Friday, June 5, 2009

More about the Jewish connection.

I wrote about Tante Betsy's harrowing period in hiding and her return to active life after the war. The family had a lot of respect for her. But my recollections of her are not strong. I know that I was raised to respect and identify with the Jews and that my life has been intertwined with Jewish faith, culture and people. My two husbands were Jewish and I lived within the Jewish cultural and community life. How is it that I'm most comfortable in that world and most uncomfortable in the Christian Protestant world that I was born and raised in? It can't be Tante Betsy's influence, I hardly knew her.

Yet, she left a deep imprint on my mother and father. My parents were deeply affected by her plight and felt profoundly guilty about sending her to Arnhem. It must have been traumatic and they believed they failed her. Of course they did the best they could, and my father found her a safe house, and she survived.

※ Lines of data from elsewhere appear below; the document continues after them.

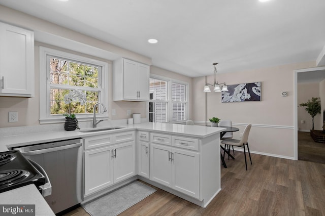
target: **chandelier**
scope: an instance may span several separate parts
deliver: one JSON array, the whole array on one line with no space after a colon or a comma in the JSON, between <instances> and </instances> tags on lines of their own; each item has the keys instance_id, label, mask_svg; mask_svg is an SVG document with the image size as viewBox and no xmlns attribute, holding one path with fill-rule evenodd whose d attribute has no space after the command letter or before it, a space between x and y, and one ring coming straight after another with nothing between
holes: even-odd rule
<instances>
[{"instance_id":1,"label":"chandelier","mask_svg":"<svg viewBox=\"0 0 325 216\"><path fill-rule=\"evenodd\" d=\"M219 84L217 81L216 81L215 75L217 71L215 66L218 63L215 63L212 64L212 65L214 65L214 83L212 84L206 82L205 83L205 85L204 85L204 90L203 90L204 92L211 92L211 90L210 89L209 85L212 85L214 87L214 88L213 89L213 91L214 92L228 92L228 87L225 84L225 82L222 82Z\"/></svg>"}]
</instances>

She never blamed them, but they blamed themselves.

Did those complex feelings get transferred to me, or was it Tante Ina's remorse and guilt for not being able to protect her Jewish students? It has been and always will be part of me. I am a spiritual Jew. My child is Jew-ish, and her father, the love of my life, was Jewish.

He asked me, when Maya was born, why I had registered her as Jewish? Without hesitation I replied, I'm giving one back. He was very touched, but he had no idea how significant that statement was. Looking at it now, it is evident that, given those formative experiences and the emotion associated with them, I had no other choice.

Such is the power of collective family emotion.